A moment to whine*. I am warning you, there will be whining. I am sorry about the whining. I know so many people here have real concerns and real reasons to need to let off steam. I just have to let some crapola out before I have a sad, self-pitying implosion.

The last couple of days (let alone the last couple of months) have been pretty stressful, even if you discount the Adventure of the Missing Cousin (now resolved). I’ve been sick. I had my breast MRI. My hair is coming out in gobs. Yesterday I went to have my annual physical, Pap smear and all that. I’ve got to go back for a bone density scan. And, for the first time in my life, I have high blood pressure. For someone who has spent most of her life functioning along the lines of the common or garden lizard, with a subnormal body temperature and extremely low blood pressure (when I was still able to give blood they’d check my blood pressure, look at me and say “Did you walk in here?” What did they think I had done, crawled? Or slithered?) and a general inclination to hibernate in cold weather, this is a profound change and of course the stress of seeing my blood pressure reach new and alarming heights added to the stress I already had going on. I’ve spent the week losing stuff and dropping stuff and breaking stuff - before I left the house last night I broke a glass and then tipped a full bottle of water over on the counter. I had to run for the bus so I just threw a towel over the mess and ran.

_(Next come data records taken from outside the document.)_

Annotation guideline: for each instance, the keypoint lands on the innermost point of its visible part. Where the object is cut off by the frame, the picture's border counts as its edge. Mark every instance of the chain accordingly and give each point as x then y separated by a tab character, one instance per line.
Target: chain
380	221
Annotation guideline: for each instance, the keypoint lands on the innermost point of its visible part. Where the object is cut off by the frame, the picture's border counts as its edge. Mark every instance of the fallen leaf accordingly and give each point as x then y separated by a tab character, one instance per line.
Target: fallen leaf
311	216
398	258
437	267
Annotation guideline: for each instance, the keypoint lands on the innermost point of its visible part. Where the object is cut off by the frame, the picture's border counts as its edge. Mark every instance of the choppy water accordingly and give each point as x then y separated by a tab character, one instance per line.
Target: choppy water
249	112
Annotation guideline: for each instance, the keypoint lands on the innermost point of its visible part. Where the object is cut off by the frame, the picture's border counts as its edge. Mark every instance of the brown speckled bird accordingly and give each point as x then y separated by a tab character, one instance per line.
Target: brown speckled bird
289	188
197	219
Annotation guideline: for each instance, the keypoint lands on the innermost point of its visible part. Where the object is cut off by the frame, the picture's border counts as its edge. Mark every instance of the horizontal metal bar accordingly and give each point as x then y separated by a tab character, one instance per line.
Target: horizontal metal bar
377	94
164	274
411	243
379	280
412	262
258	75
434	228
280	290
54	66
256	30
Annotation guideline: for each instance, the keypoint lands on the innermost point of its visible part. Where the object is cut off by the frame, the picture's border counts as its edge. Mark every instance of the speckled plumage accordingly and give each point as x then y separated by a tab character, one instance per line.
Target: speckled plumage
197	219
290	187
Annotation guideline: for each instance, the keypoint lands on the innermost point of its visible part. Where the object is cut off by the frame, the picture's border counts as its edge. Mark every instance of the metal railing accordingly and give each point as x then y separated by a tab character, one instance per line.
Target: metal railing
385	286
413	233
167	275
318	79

I was headed downtown to the launch for the book featuring photographs of old dogs. I figured I could get there and back before the storm hit (we’re getting the leftovers of Hurricane Patricia right now). The reception was in hipstertown so I went to some trouble getting ready, not wanting to let the side down and all that. Got dressed and realized that my hair had hit a new low: there are actual clumps missing and gaps where I can see scalp and only scalp. My theory that growing it would permit me to work out a Donald Trump-style combover was clearly flawed. It was so bad, and I was so frantically self-conscious, that I stuffed it all under a hat and went off to the party, yes, wearing a hat indoors. I got there, bought my book, got a glass of wine, and said hello to many nice dogs. The excitement and the anxiety combined to give me a doozy of a hot flash in a room that was already warm, so I had to brazen out making pleasant conversation with strangers while literally gleaming with sweat from every pore. I finally had to take myself off to a corner where I could covertly dab at my face, put my wine down, and look through the book. And the Fusspot did not make the cut. This was not the fault of Pete (the photographer) in the slightest: he had told me that the choice wasn’t his, it was the editor’s, and although I am well acquainted with this rule from my publishing days (and the book itself is wonderful) I didn’t expect the wave of disappointment that knocked me off my feet. Suddenly I was so sad that I had to leave. Fusspot wasn’t in the book, and he wasn’t with me, and so many other people were there with their dogs and I had no one, so I fled. And then I distinguished myself by dribbling tears all the way north on the Ossington bus, though at least I managed not to sob aloud. The final humiliation came when I offered an older woman my seat, but because of my stupid fucking knees it took me so long to rise to my feet that she looked at me with consternation and asked if I was all right and whether perhaps I should just stay sitting. (I didn’t.) I stopped on the way home and picked up some beer, but by the time I got home I didn’t even want a beer.** I didn’t want dinner. I didn’t want to do anything but go to bed, which is what I did after I had another little cry.

TL;DR I’m waiting to see if I have cancer. I hurt all the time, all over. I’m waiting to see if there’s something wrong with me that makes me tired and want to sleep all the time. I’m waiting for the results of my Pap test. My hair is falling out in handfuls and it makes me look like a sad, ugly clown. I’m missing a lot of work due to all these dr’s appts and I am not meeting the deadlines I am supposed to be meeting: at this point I could care less, but I don’t want to get my boss in trouble because she is the best boss ever. And the Fusspot is gone and will never come back. And I am pathetic.